Work & Research
Senior ML Data Analyst at Amazon with a background in linguistics. I build the data infrastructure and evaluation systems that sit between raw text and reliable language models.
About
My work lives at the boundary of linguistics and machine learning. I came to ML through language — a BA in Linguistics from UC Santa Barbara gave me a deep foundation in how human communication is structured, and computational methods gave me the tools to work on it at scale.
At Amazon, I lead multimodal dataset development for NLP and vision-language model training. That means designing annotation schemas, building quality- control pipelines, running LLM evaluation programs, and maintaining the MySQL infrastructure that tracks it all.
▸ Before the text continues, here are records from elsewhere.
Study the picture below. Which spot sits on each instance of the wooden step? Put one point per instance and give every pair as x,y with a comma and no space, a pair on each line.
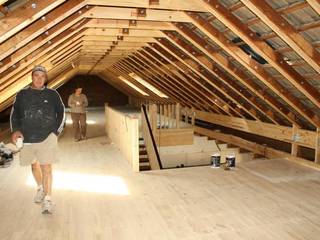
145,168
143,159
143,152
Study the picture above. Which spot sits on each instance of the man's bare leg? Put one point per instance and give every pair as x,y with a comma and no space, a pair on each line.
46,170
47,187
36,172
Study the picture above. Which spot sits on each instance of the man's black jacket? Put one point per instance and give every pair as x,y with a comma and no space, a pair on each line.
37,113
I think a lot about the gap between what models say and what they actually know.
I've also done academic computational linguistics research — corpus studies on phonological variation and semantic drift, built in Python and R.
Linguistics × ML
Skills
- spaCy
- NLTK
- gensim
- LLM Evaluation
- Multimodal Datasets
- Corpus Analysis
- Text Annotation
- Entity Recognition
- Python
- R
- SQL
- TypeScript
- MySQL
- tidyverse
- ggplot2
- Pandas
- NumPy
- Jupyter
- Git
- Computational Linguistics
- ML Workflow Design
- Dataset Development
- QA Engineering
- Statistical Modeling
Experience
Senior ML Data Analyst
Lead multimodal dataset development and LLM evaluation pipelines, driving quality assurance for large-scale ML systems across NLP and vision-language domains.
- —Architect and maintain multimodal dataset pipelines supporting NLP and vision-language model training at scale
- —Design and implement LLM evaluation and QA frameworks to assess model output quality, factuality, and alignment
- —Develop annotation schemas and quality-control workflows for large-scale human evaluation datasets
- —Collaborate cross-functionally with ML engineers and scientists to translate research requirements into production data pipelines
- —Apply computational linguistics techniques (spaCy, NLTK, gensim) to text preprocessing, entity extraction, and corpus analysis
- —Build and optimize MySQL schemas for dataset versioning, evaluation tracking, and annotator performance metrics
Computational Linguistics Researcher
Conducted academic research in computational linguistics, applying quantitative methods and NLP tools to analyze large text corpora for phonological and semantic patterns.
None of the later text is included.